17.2.12

direito de defesa.


Suspeito de triplo homicídio em Beja morreu enforcado com lençóis na prisão.

O lugar supostamente mais vigiado do mundo, estar dentro de uma cela, não é suficientemente vigiado: um homem chega a uma cela e nessa mesma noite consegue matar-se sem que nada nem ninguém se lhe oponha. Já alguém da polícia tinha alertado para essa possibilidade, mas não foi precisa mais de uma noite para cansar a vigilância e afrouxar o cuidado. Talvez alguns pensem que um homicida não merece tais cuidados.

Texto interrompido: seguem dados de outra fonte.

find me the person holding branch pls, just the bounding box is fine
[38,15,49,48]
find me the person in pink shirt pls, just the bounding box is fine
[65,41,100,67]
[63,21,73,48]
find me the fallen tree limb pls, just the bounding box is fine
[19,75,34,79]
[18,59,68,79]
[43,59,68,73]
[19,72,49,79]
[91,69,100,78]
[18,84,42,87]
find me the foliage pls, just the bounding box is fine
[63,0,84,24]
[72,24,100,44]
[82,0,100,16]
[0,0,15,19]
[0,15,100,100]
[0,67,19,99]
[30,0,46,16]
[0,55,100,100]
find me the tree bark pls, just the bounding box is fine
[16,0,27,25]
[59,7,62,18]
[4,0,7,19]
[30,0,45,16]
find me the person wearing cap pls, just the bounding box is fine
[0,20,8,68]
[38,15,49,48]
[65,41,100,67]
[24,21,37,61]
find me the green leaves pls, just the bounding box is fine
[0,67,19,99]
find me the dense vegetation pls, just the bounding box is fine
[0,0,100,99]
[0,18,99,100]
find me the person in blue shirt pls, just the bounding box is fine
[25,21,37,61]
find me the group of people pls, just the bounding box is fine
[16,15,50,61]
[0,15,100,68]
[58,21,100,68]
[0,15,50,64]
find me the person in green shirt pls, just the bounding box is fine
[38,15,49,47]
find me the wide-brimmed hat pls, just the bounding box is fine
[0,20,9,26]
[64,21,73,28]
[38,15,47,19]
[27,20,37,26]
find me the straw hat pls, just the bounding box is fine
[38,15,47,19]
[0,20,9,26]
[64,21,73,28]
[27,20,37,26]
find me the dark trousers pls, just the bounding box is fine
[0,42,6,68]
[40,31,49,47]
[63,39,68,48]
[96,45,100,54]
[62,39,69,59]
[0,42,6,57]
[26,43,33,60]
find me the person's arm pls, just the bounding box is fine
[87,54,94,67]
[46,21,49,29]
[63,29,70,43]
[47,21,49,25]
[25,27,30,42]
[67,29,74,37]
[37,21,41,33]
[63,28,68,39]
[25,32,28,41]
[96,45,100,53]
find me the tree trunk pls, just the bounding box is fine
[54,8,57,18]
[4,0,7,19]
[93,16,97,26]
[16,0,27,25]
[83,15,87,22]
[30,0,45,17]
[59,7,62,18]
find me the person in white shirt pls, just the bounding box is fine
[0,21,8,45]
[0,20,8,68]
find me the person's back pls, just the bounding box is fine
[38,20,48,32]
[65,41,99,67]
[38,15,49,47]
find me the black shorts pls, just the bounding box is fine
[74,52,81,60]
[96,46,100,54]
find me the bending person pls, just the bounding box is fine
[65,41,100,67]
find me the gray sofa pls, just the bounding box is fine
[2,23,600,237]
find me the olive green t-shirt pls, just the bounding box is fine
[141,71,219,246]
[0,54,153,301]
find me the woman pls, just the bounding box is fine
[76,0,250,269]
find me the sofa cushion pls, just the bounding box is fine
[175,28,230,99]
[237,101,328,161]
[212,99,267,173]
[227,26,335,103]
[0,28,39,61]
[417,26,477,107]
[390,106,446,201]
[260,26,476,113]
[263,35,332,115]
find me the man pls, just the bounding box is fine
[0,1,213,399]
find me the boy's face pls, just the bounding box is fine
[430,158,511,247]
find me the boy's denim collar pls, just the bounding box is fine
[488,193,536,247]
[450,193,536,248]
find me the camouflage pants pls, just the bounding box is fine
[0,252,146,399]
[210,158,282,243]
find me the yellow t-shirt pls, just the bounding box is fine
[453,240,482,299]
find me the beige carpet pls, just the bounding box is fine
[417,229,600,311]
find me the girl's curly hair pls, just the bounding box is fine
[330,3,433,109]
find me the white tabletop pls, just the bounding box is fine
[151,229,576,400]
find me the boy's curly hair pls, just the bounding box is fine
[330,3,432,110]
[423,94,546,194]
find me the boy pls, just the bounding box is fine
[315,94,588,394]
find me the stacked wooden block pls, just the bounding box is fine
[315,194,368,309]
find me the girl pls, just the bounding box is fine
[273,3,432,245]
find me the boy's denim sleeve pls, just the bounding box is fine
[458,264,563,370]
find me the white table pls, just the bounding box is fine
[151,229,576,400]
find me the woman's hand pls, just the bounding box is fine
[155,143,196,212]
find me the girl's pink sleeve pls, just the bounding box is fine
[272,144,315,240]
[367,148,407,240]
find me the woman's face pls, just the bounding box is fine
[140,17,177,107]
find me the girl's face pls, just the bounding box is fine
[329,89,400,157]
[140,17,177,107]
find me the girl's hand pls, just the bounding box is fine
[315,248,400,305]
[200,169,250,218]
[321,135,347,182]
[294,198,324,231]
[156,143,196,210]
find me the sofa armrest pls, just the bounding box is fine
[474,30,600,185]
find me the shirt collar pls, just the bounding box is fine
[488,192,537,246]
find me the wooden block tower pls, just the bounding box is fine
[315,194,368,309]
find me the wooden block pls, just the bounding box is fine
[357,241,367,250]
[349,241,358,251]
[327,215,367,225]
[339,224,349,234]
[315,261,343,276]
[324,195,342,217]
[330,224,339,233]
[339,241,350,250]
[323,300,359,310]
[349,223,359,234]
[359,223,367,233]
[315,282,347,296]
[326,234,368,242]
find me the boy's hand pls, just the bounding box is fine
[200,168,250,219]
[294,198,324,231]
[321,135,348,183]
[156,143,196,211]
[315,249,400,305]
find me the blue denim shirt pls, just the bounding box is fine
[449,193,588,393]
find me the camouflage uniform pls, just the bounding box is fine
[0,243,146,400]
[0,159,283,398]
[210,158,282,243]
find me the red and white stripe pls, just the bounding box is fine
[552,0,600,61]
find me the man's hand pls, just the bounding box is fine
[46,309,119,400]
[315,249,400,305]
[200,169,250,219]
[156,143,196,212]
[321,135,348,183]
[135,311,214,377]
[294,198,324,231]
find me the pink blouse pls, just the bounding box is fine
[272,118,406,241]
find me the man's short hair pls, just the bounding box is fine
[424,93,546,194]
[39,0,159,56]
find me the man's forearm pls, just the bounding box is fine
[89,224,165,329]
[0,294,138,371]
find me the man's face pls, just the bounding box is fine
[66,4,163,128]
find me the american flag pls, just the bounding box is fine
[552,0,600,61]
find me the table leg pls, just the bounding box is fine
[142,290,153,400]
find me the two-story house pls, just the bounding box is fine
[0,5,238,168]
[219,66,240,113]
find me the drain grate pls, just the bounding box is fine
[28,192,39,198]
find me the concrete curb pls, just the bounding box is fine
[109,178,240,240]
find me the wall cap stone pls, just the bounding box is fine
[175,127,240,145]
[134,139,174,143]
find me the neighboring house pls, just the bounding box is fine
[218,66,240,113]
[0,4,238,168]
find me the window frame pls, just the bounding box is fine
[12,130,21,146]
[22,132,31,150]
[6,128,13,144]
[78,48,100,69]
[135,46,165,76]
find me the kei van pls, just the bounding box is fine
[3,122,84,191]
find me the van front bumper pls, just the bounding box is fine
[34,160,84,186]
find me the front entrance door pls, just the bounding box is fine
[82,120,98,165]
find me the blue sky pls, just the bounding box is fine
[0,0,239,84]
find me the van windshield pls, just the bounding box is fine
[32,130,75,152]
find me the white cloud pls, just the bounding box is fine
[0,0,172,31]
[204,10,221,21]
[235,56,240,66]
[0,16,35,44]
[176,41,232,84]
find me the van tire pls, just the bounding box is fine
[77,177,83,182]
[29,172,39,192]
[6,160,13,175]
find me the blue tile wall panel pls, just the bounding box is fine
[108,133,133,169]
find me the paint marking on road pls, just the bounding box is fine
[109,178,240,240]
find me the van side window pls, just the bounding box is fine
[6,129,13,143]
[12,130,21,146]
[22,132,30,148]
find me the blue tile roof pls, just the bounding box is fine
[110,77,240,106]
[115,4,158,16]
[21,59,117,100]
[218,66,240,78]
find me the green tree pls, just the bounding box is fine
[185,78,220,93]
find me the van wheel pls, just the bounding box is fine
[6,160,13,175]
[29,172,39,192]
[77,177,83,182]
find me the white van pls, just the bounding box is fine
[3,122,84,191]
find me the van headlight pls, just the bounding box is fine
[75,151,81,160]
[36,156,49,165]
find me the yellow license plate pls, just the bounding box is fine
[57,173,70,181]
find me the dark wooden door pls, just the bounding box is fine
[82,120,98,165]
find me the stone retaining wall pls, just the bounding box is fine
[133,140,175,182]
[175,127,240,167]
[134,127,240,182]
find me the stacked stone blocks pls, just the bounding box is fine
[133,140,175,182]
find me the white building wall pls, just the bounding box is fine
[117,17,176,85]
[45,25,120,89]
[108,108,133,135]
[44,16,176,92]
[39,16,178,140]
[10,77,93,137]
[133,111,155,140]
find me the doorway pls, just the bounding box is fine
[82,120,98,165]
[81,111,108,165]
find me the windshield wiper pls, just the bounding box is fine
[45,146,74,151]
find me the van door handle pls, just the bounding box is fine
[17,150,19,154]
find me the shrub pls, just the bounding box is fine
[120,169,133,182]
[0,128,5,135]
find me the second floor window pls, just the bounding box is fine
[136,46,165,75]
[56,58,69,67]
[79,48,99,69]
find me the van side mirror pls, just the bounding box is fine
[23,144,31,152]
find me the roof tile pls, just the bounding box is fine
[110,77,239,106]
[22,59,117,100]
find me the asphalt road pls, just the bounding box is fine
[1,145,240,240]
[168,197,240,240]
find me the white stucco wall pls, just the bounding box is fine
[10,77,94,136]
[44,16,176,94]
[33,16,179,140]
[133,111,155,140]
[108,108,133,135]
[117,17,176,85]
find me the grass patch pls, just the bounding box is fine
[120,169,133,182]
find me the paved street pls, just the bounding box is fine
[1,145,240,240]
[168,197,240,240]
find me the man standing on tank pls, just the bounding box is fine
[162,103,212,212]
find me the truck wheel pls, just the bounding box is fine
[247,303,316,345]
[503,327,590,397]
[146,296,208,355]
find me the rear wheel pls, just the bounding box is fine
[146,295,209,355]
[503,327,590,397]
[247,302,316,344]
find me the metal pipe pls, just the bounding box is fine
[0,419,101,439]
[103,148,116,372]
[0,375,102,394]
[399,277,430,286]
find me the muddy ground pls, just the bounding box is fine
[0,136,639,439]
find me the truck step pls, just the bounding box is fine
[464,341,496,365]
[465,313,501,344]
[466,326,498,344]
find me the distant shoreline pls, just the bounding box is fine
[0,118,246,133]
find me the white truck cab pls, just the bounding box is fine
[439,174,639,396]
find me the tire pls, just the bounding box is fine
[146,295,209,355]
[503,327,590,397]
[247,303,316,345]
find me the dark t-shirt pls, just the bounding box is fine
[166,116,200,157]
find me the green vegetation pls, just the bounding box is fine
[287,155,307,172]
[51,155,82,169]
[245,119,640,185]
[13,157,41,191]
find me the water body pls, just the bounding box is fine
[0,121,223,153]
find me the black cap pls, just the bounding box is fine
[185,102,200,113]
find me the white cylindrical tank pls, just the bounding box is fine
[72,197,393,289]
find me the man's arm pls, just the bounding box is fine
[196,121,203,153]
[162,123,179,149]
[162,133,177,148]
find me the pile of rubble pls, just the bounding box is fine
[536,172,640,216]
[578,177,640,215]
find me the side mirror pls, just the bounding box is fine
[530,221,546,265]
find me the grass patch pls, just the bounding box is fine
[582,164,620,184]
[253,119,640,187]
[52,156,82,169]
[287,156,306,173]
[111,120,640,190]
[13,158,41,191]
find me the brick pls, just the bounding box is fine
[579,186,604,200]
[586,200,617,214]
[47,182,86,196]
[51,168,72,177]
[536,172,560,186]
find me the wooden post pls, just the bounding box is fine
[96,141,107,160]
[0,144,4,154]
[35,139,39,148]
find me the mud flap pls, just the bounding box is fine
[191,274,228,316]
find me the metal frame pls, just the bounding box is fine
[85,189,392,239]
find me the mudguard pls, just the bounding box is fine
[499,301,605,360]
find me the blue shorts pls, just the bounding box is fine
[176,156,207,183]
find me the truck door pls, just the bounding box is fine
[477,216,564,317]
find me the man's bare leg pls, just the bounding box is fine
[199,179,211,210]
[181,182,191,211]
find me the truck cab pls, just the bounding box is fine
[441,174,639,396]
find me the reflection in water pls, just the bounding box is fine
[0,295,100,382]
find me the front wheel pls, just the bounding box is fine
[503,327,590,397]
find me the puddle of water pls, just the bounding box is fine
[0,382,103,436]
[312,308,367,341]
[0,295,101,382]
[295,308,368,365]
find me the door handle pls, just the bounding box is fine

Estes casos mostram sempre os limites da nossa sofisticação. Já tinha sido aflorado, a propósito deste mesmo homem, o problema da sua defesa. Não quero ajuizar das razões da advogada que pediu dispensa do papel de defensora, papel para o qual tinha sido nomeada oficiosamente. Não quero ajuizar por não conhecer (nem pretender conhecer) as razões verdadeiras do pedido de dispensa. Não posso, contudo, impedir-me de comentar, genericamente, a questão da defesa de qualquer pessoa, por mais hediondo que seja o crime que tenha cometido.
Já descontando o facto de que a defesa não tem necessariamente de arguir a inocência, para algumas pessoas parece difícil de entender que qualquer pessoa merece defesa. Defender é fazer valer o ponto de vista do arguido; é mostrar que o mundo não tem só um lado, apesar de ser redondo; é explicitar, num contexto argumentativo, a palavra de uma das partes; é iluminar aqueles recantos do mundo que mais ninguém visitou e têm por vezes tudo a ver com a desordem desencadeada; é manter a rugosidade da realidade, mesmo quando a violência é tanta que só vemos uma planície de maldade; é manter a pessoa como pessoa, não a reduzir à bestialidade, mesmo quando tenha cometido actos bestiais. E, claro, é fazer valer a possibilidade de que as coisas não tenham sido o que parecem ser, mesmo em caso de confissão, mesmo em caso de flagrante delito. Por isso, todos merecem ser defendidos. Defender o que parece, aos olhos do povo, indefensável - é prestar serviço à justiça. Mas é um grau de sofisticação das nossas instituições que talvez nem todos os seus servidores compreendam facilmente. Que talvez nem todos os seus servidores suportem.

Neste caso, já nada disto conta, claro.